4. Skimping on the Offering Memorandum is like selling a house with no photos

The Offering Memorandum (which can go by many names) is the presentation of your business. Don't settle for a teaser and a short, template-based business profile. Be sure to have an Offering Memorandum that offers a substantial presentation of your operations, products/services, management, senior staff, major accomplishments, significant risks, detailed financials, and future outlook.

5. Don't blow it with the teaser

The teaser is the short, usually 1 or 2-page, anonymous profile of your business. It's the tool that is used to engage buyers without giving away the identity of your business. However, a simple copy/paste could blow it. All too often, Googling a few lines from the teaser will bring up the selling company's website. Don't copy/paste into your teaser, or your confidentiality could be blown too.

6. Maintain confidentiality

Two of the major ways to protect confidentiality are:

  1. Use a third-party to engage buyers. How can you engage a buyer on your own without them knowing who you are? There are hack methods, but they are ineffective. Most business owners hire a business broker or an M&A advisor. A business broker will help locate a buyer and protect confidentiality, while an M&A advisor will also help value your business, write the Offering Memorandum, help negotiate the price and terms, and manage due diligence and closing.
  2. Use an effective Non-Disclosure Agreement (NDA). An effective NDA will be specific and detailed, without unnecessary road blocks that don't belong there. For example, the NDA is not the place to protect a broker's commission, and non-standard NDAs can sometimes get in the way more than they protect.

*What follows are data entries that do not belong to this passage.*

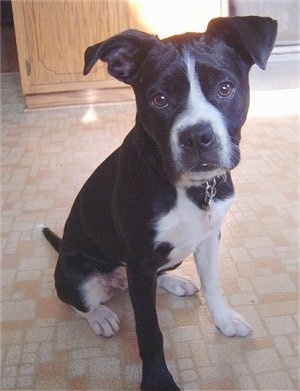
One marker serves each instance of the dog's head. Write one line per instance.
(191, 90)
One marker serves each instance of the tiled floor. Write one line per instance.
(47, 156)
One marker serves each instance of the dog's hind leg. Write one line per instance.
(81, 285)
(96, 290)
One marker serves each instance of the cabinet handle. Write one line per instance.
(28, 67)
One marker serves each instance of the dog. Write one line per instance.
(164, 192)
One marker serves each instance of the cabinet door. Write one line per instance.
(54, 36)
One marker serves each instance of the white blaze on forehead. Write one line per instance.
(199, 109)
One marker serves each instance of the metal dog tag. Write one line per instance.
(210, 192)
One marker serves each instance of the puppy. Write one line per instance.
(164, 192)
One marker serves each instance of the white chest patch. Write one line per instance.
(186, 226)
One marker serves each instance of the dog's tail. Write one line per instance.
(52, 238)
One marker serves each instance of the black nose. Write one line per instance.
(197, 136)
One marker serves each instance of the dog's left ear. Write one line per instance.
(124, 53)
(252, 36)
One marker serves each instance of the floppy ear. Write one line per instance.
(252, 36)
(123, 52)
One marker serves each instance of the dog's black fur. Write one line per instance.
(192, 98)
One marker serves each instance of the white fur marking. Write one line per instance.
(99, 288)
(199, 109)
(179, 286)
(229, 322)
(186, 225)
(102, 320)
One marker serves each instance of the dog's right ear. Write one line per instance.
(123, 53)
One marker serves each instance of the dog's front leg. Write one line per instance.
(229, 322)
(142, 289)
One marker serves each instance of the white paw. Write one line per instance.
(102, 320)
(177, 285)
(231, 323)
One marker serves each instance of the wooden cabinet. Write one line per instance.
(52, 37)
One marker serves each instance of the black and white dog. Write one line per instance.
(164, 192)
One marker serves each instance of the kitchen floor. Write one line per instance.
(46, 157)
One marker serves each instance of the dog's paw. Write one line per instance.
(177, 285)
(102, 321)
(232, 324)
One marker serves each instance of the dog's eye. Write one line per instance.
(225, 90)
(160, 101)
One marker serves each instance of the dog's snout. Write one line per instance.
(197, 136)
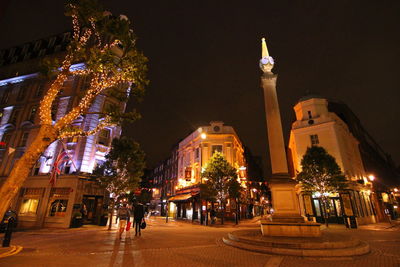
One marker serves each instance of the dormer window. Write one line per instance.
(104, 137)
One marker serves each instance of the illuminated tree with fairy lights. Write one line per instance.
(322, 176)
(220, 182)
(106, 45)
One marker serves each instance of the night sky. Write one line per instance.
(203, 62)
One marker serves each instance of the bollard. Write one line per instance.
(8, 232)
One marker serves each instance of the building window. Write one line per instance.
(24, 139)
(14, 117)
(188, 173)
(54, 109)
(29, 206)
(58, 208)
(6, 139)
(32, 113)
(30, 201)
(5, 96)
(314, 139)
(58, 202)
(21, 92)
(40, 89)
(104, 137)
(216, 148)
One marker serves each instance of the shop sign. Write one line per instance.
(347, 205)
(308, 205)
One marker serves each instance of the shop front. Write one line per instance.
(39, 205)
(350, 207)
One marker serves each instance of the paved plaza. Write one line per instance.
(180, 244)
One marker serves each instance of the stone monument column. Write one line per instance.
(284, 199)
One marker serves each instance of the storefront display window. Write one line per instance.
(29, 206)
(30, 200)
(58, 202)
(58, 208)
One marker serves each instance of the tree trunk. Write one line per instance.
(326, 215)
(223, 212)
(24, 165)
(111, 213)
(237, 211)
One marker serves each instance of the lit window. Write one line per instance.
(314, 139)
(217, 148)
(14, 117)
(21, 92)
(29, 206)
(104, 137)
(58, 208)
(32, 113)
(24, 139)
(5, 96)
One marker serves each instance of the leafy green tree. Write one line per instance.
(106, 44)
(321, 175)
(122, 170)
(220, 179)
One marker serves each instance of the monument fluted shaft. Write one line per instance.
(274, 126)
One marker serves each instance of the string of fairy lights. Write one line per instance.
(102, 77)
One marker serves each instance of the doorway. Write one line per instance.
(334, 211)
(94, 205)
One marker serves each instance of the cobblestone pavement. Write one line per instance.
(178, 244)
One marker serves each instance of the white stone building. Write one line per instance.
(315, 125)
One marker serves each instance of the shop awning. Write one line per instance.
(182, 197)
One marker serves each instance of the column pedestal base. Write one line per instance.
(305, 229)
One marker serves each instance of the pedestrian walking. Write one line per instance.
(138, 215)
(213, 216)
(124, 216)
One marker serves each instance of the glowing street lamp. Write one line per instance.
(371, 177)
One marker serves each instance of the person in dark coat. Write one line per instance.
(124, 217)
(138, 215)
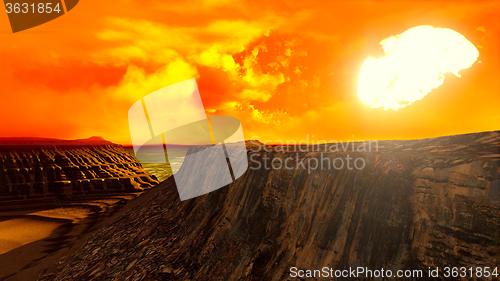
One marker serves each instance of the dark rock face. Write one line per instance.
(32, 171)
(433, 202)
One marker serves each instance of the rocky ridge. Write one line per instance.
(432, 202)
(38, 168)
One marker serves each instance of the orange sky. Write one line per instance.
(286, 69)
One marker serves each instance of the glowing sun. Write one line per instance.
(414, 63)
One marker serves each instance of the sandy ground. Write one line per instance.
(33, 237)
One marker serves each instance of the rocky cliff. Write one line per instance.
(432, 202)
(37, 168)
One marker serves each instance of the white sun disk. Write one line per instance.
(414, 63)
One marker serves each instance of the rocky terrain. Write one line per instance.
(32, 168)
(431, 202)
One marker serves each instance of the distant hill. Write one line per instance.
(34, 141)
(416, 204)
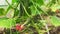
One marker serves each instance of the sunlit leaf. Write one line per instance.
(7, 23)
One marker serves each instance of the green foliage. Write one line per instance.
(2, 11)
(7, 23)
(55, 21)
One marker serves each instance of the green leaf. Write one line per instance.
(40, 2)
(2, 11)
(33, 10)
(7, 23)
(55, 21)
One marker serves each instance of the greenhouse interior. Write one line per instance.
(29, 16)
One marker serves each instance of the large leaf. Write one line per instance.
(7, 23)
(55, 21)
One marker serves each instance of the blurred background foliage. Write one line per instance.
(40, 15)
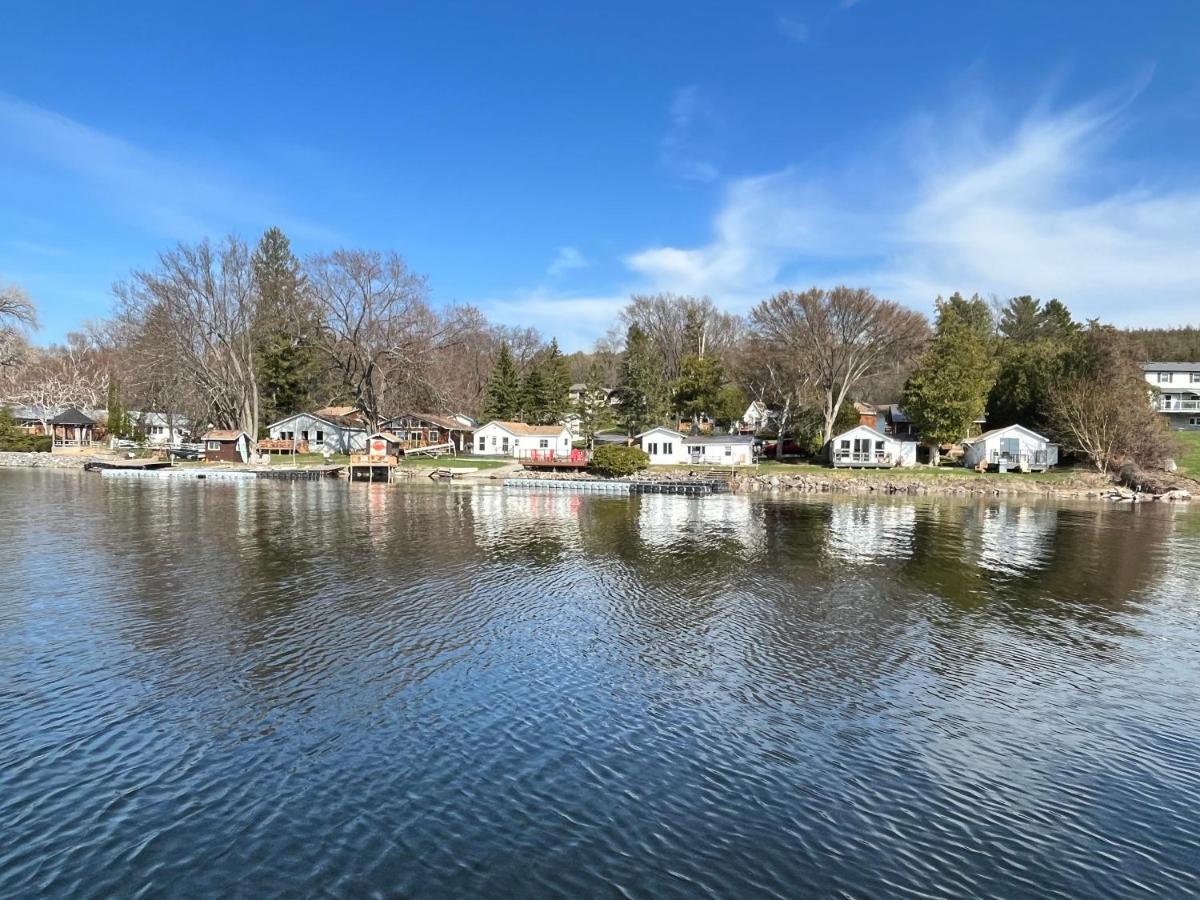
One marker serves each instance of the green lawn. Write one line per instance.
(1189, 459)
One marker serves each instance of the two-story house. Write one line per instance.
(1179, 397)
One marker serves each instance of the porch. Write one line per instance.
(571, 460)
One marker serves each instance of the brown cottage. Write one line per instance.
(226, 447)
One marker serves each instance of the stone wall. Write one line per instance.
(42, 461)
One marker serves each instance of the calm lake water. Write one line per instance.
(282, 690)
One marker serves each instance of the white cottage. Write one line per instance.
(339, 430)
(719, 449)
(517, 439)
(161, 429)
(864, 447)
(1011, 448)
(664, 447)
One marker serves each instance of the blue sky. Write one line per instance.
(544, 165)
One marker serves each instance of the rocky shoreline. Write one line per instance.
(1083, 485)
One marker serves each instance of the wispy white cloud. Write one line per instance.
(793, 29)
(1041, 207)
(693, 123)
(175, 198)
(568, 259)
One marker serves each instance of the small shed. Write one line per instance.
(383, 445)
(864, 447)
(1013, 447)
(719, 449)
(72, 430)
(226, 447)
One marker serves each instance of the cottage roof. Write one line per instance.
(72, 417)
(661, 427)
(532, 430)
(443, 421)
(352, 421)
(997, 432)
(864, 427)
(22, 411)
(1170, 366)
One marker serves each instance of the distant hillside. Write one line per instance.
(1168, 345)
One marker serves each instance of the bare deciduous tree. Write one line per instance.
(378, 331)
(682, 327)
(840, 337)
(17, 318)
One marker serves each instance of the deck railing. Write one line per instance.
(575, 456)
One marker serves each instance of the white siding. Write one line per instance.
(664, 447)
(1030, 444)
(715, 453)
(876, 441)
(319, 435)
(493, 439)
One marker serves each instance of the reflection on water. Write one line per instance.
(274, 689)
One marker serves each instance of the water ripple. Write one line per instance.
(270, 690)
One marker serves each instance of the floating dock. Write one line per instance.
(689, 487)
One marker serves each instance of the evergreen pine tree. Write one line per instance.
(640, 390)
(118, 426)
(287, 359)
(503, 397)
(556, 377)
(534, 400)
(593, 407)
(948, 388)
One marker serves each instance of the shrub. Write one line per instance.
(616, 461)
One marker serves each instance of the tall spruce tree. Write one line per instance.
(287, 319)
(948, 389)
(697, 389)
(556, 377)
(593, 407)
(641, 391)
(504, 396)
(534, 400)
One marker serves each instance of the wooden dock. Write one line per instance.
(131, 465)
(309, 473)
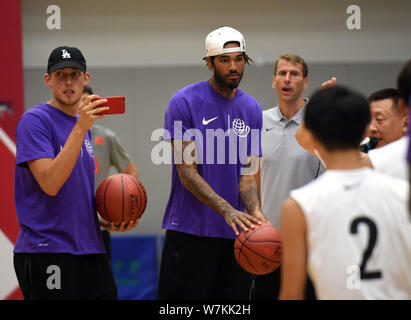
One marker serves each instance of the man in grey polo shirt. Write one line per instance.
(285, 165)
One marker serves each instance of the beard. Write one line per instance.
(223, 82)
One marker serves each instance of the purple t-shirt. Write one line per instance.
(68, 221)
(225, 132)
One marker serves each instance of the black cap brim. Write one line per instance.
(67, 64)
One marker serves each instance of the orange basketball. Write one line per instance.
(258, 251)
(121, 197)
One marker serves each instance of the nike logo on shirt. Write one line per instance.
(206, 122)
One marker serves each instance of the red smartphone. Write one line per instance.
(117, 105)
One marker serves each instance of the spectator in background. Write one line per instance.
(388, 123)
(324, 222)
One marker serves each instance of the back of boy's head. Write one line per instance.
(337, 117)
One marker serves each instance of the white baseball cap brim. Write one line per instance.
(216, 40)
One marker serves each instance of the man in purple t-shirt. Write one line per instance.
(59, 252)
(214, 128)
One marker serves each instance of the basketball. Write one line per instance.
(121, 197)
(258, 251)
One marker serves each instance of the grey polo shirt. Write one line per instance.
(285, 165)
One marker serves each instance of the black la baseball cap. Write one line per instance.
(66, 57)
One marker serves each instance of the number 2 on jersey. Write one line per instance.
(373, 232)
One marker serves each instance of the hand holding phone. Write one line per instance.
(117, 105)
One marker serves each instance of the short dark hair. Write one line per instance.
(88, 90)
(388, 93)
(292, 58)
(337, 117)
(404, 83)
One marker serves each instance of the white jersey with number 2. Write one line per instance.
(358, 235)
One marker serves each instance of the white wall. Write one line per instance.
(161, 32)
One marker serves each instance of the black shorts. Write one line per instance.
(64, 276)
(199, 268)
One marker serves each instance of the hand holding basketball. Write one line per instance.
(121, 201)
(258, 251)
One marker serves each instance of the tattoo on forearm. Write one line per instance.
(249, 193)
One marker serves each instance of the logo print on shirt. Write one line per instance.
(66, 55)
(240, 128)
(206, 122)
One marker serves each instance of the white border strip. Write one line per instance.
(8, 141)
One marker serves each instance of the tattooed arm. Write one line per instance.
(249, 192)
(184, 151)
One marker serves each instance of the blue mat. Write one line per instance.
(134, 263)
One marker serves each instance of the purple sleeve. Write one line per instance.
(33, 140)
(255, 139)
(177, 119)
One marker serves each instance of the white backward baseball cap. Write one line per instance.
(216, 40)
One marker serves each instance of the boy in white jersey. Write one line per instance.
(350, 229)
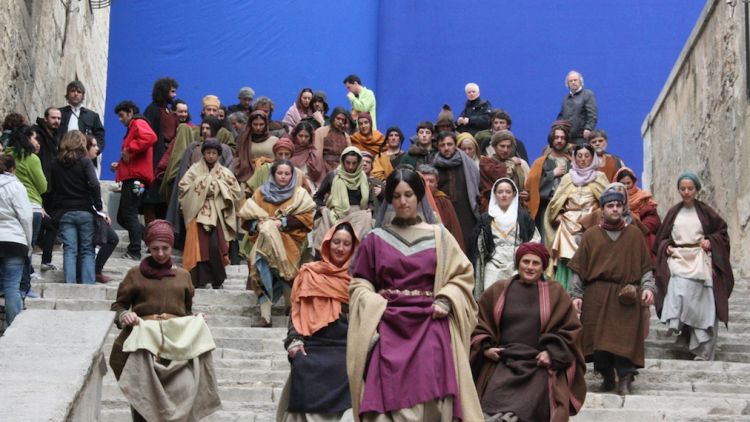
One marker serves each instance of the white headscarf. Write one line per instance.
(505, 220)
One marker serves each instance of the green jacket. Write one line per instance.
(365, 101)
(29, 172)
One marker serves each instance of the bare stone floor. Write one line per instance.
(252, 366)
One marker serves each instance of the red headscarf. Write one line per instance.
(535, 249)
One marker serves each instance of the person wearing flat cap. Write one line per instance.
(525, 351)
(209, 199)
(156, 290)
(612, 280)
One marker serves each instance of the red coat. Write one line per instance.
(138, 146)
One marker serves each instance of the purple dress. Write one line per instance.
(412, 363)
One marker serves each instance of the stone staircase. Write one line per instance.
(252, 366)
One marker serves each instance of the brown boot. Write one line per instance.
(608, 382)
(624, 386)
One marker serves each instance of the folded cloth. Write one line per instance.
(180, 339)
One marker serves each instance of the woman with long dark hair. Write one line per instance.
(76, 194)
(24, 146)
(278, 218)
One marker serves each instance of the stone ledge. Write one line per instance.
(50, 371)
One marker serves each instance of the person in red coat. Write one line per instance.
(135, 170)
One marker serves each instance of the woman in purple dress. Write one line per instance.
(411, 315)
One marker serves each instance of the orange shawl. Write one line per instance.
(533, 182)
(319, 289)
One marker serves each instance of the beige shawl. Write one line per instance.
(210, 197)
(269, 243)
(454, 281)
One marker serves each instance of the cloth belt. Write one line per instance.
(159, 317)
(406, 292)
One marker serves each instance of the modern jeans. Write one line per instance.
(77, 232)
(47, 239)
(11, 269)
(127, 217)
(105, 250)
(28, 270)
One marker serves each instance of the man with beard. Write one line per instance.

7. Negotiate the deal, not the price

Business owners who focus on nothing but the purchase price get out-negotiated. If you ignore deal structure, tax treatments, non-price financial consideration, and intangibles, then you will end up leaving money on the table.

8. Due diligence is the road to closing, not the obstacle

The faster you respond, the more transparent you are, and the more you disclose, the more comfortable the buyer will be. That gets deals closed and reduces your own risk.